In this dim light, his eyes look almost sparkly, and his mouth goes soft. When he bends to press his forehead to mine, my whole body feels heavy, like my want is a weighted blanket pushing on me from every side, while his hands brush over my skin as softly as sunlight. His nose slides down the side of mine, the inch between our reaching, unsure mouths pulsing.
There is still a kind of plausible deniability to this, a chance we’ll let this moment pass without ever closing that final distance. But, as I listen to his unsteady breath, feel the way it tugs against me as his lips part, come closer, hesitate, I forget every reason I was trying to put this off.
We’re magnets, trying to draw together even as we cradle the careful distance between us. His hand skims over my jaw, gingerly angles it so that our noses graze against each other, testing this small gap between us, our open mouths tasting the air between us.

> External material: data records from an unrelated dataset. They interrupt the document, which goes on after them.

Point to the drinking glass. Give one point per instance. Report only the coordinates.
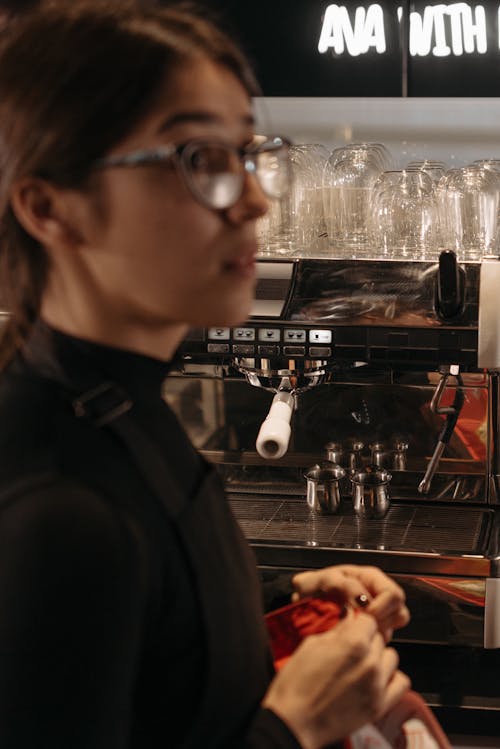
(306, 201)
(348, 180)
(435, 169)
(404, 220)
(468, 200)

Every breath he takes now whispers against my bottom lip. Each of my shaky inhalations tries to draw him closer. This wasn’t supposed to happen, I think foggily.
Then, and more loudly, This had to happen.
This has to happen.
This is happening.
Four Summers Ago
THIS YEAR IS going to be different. I’ve been working for Rest + Relaxation magazine for six months. In that time, I’ve already been to:
Marrakech and Casablanca.
Martinborough and Queenstown.
Santiago and Easter Island.
Not to mention all the cities in the United States they’ve sent me to.
These trips are nothing like the ones Alex and I used to take, but I may have downplayed that when I pitched combining our summer trip with a work trip, because I want to see his reaction when we show up to our first resort with our ratty T.J. Maxx luggage only to be greeted with champagne.
Four days in Sweden. Four in Norway.
Not cold, exactly, but cool at least, and since I reached out to Lita the River Raft Guide’s expatriate sister-in-law, she’s been emailing me weekly with suggestions for things to do in Oslo. Unlike Lita, Dani has a steel-trap memory: she seems to recall every amazing restaurant she’s eaten at and knows precisely what to tell us to order. In one email, she ranks various fjords by a slew of criteria (beauty, crowdedness, size, convenience of location, beauty of the drive to the convenient/inconvenient location).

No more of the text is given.